It’s no great secret that there are a lot of administrative agencies. A dauntingly large alphabet soup of government agencies regulates many industries, and these agencies often receive overlapping delegations of authority from Congress. As President Obama wryly pointed out in his 2011 State of the Union address, “The Interior Department is in charge of salmon while they’re in fresh water, but the Commerce Department handles them when they’re in saltwater. I hear it gets even more complicated when they’re smoked.” Most of what we hear about administrative agencies and government regulation of industry falls onto one side or another of a debate represented reasonably well by the following articles: “Regulation Lax as Gas Wells’ Tainted Water Hits Rivers” courtesy of the New York Times, and a piece by Alan Greenspan called “Activism” in which the former Fed Chairman blames our slow climb out of recession on too much government regulation. Or if you prefer a more adventurous headline, there is “Regulatory Overkill” courtesy of the Wall Street Journal.
Professor Jody Freeman (Harvard Law School) presented a paper she co-authored with Professor Jim Rossi (Florida State University College of Law) at the Public Law and Legal Theory workshop that builds on the observation of President Obama without getting mired in the stagnant debate of too much/not enough government regulation. Professor Freeman explained that traditionally administrative law has operated under the simplistic assumption that each agency acts separately from all the others in regulating in its own corner of the world. Would it were that it was so, Professors Freeman and Rossi say. Instead, what we have is a sea of agencies often with overlapping or concurrent delegations. To deal with this complexity, agencies need to coordinate. With more coordination it will be easier for agencies to write regulations and adjudicate disputes, and agencies will be able to avoid inconsistencies and redundancies in their regulations and decisions. Moreover, coordination can help mitigate the dreaded “tunnel vision” that regulators focused on a narrow slice of a larger problem are apt to develop.
Lawmakers and regulators have a menu of options to choose from when seeking more coordination between agencies. At one end of the spectrum there is the option of structural integration and the creation of mega-agencies like the Department of Homeland Security. Integration is difficult and costly, so instead lawmakers and regulators might require inter-agency consultation. Consultation can take many forms. For instance, regulators can voluntarily consult with other regulators, or they can draft contract-like memoranda assigning responsibility for various tasks and making other mutual commitments. Or Congress might require regulators from one agency to respond to the suggestions of regulators from another agency. Congress can also require that multiple agencies agree to adopt a single regulatory rule. The President too can take action to increase coordination by issuing Executive Orders regarding coordination between agencies, wielding threats of removal over regulators who won’t coordinate, and generally exert more centralized oversight over coordination through the White House.

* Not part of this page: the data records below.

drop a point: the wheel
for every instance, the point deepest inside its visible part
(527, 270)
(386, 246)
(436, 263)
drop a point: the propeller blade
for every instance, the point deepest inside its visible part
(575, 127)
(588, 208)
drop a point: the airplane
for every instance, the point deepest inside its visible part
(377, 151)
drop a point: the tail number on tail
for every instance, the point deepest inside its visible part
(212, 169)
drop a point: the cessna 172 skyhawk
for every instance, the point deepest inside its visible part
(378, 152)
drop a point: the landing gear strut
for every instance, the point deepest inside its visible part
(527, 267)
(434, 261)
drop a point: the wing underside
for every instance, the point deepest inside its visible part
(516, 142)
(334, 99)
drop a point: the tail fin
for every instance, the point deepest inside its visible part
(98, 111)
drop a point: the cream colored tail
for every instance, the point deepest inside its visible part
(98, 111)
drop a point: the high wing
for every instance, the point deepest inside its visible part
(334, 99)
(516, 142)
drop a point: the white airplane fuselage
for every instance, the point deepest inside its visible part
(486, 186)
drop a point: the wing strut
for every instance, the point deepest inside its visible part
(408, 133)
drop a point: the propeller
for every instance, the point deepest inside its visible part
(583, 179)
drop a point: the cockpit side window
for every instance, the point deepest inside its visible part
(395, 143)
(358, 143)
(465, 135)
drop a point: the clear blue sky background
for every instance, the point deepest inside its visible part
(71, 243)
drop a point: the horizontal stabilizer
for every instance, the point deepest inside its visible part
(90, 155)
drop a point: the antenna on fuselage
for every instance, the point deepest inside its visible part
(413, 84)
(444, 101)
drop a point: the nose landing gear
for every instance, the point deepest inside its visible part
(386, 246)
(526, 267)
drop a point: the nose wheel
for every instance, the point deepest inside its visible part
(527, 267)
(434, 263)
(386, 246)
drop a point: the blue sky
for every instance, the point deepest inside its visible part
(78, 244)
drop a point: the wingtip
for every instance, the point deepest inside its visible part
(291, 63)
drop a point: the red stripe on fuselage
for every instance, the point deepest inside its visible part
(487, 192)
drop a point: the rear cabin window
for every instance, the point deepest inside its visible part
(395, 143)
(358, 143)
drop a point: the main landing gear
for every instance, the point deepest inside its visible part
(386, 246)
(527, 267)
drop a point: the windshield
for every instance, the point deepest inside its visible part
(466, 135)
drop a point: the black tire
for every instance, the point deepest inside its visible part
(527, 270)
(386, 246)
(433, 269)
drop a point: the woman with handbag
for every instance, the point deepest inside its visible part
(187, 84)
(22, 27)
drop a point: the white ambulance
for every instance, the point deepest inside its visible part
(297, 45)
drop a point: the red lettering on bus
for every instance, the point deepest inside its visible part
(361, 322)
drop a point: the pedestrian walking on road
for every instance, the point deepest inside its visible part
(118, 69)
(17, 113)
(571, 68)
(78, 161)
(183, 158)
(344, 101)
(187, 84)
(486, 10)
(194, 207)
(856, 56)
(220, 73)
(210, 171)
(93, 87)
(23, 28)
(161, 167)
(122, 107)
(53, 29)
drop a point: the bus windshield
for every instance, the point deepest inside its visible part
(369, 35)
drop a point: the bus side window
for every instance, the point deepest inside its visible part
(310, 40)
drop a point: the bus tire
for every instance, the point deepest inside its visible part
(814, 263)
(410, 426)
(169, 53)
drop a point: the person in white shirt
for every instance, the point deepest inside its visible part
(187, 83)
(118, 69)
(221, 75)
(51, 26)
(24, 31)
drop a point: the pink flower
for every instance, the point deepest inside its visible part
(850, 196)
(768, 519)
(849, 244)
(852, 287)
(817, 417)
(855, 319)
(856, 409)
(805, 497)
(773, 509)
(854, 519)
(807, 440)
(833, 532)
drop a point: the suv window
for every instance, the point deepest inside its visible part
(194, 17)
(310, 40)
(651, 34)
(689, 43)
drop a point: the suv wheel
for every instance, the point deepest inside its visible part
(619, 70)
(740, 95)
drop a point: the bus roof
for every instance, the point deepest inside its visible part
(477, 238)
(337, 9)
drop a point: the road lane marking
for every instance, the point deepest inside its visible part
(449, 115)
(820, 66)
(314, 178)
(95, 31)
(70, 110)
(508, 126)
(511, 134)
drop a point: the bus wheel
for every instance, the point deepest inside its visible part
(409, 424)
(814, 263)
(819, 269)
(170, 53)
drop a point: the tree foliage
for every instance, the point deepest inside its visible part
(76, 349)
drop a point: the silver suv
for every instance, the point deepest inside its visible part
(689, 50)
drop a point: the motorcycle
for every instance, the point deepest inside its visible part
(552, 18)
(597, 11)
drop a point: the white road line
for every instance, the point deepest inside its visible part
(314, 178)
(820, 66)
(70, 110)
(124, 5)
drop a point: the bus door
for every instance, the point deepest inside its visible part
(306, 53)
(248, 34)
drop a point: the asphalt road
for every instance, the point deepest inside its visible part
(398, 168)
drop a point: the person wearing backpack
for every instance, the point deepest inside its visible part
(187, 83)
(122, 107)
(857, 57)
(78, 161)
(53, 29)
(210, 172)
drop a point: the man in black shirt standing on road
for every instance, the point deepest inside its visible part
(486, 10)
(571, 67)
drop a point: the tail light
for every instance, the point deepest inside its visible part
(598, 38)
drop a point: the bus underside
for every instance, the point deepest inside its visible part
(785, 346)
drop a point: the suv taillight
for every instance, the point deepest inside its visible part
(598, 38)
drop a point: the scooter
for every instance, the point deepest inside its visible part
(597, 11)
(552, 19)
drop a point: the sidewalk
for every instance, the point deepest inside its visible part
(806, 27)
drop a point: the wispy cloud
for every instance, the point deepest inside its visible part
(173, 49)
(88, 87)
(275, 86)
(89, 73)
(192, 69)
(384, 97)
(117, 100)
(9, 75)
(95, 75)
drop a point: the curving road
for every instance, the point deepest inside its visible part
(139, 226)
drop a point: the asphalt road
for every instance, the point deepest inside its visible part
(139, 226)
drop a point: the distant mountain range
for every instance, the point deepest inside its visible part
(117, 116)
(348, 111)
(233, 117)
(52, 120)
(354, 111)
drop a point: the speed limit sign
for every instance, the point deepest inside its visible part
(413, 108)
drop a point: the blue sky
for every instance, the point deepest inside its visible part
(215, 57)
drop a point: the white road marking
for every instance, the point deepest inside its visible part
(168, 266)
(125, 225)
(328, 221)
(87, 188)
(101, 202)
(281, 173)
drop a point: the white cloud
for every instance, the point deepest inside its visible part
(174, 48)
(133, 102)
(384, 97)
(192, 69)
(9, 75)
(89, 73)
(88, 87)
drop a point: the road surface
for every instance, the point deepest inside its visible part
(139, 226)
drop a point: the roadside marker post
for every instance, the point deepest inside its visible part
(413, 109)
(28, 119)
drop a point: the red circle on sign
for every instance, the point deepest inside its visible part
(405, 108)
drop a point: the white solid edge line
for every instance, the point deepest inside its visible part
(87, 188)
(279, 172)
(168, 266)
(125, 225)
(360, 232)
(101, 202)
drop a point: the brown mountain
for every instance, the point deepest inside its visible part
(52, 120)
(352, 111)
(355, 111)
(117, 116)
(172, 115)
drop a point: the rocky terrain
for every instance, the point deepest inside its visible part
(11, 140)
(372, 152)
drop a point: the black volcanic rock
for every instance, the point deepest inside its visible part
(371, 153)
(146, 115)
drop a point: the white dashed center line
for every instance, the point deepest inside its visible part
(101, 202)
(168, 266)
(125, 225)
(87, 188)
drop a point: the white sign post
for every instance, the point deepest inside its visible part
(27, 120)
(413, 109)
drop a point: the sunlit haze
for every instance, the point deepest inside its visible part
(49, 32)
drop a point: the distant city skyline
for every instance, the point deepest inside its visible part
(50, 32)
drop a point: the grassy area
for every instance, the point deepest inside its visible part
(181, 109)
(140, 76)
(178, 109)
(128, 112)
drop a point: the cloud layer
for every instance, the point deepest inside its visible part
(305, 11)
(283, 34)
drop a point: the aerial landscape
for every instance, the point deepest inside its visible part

Comments offered by the participants at the workshop centered around a related set of themes: How can you tell when coordination will work? How do we know when coordination is what Congress intended when it delegated lawmaking power to the agency? What is the appropriate level of centralized control? In some instances Congress actually intends to create multiple agencies and grant them overlapping delegations. Professor Freeman noted that much of the concurrent jurisdiction and regulatory overlap is, however, not the result of intentional choice by lawmakers, but rather due to the slow and ad hoc build-up of agencies and their responsibilities over time. This paper is intended to be the start of a new conversation regarding coordination between federal agencies. Other participants focused on the fact that the paper is heavily concerned with the inside baseball of regulation rather than the potential political impact of more versus less coordination. Having an efficient bureaucracy is not the end-goal of our regulatory apparatus. Rather, we want our regulators to implement statutory schemes fairly and accurately while taking account of changed circumstances. Professor Freeman noted that she and Professor Rossi strongly support agency coordination, because in some cases regulatory complexity is preventing the public from getting the benefit of programs that Congress has created.
Professors Freeman and Rossi made a deliberate choice to chart the available territory in great detail without becoming bogged down in some of the most difficult issues to resolve. The paper walks through a complicated landscape of MOUs, consultation provisions, joint rulemakings, joint action requirements, and interlocking and incorporated rules. Despite this detail, the paper does not attempt to develop general principles that tell us when regulatory complexity is preventing the public from getting the benefit intended by Congress or what coordination tools should be deployed in response. A paper can do only so much. Nonetheless, Professor Freeman explained that there are many instances of regulatory complexity where everyone can agree that there is a failure of coordination. (This of course raises the question of why the regulators haven’t voluntarily adopted one or more of the coordination mechanisms that the paper highlights.)
Technical though administrative law may be, the profits and public welfare at stake generate corresponding interest groups that are constantly in search of opportunities. When agencies coordinate there will be winners and there will be losers. It remains to be seen what kind of impact a greater emphasis on coordination will have.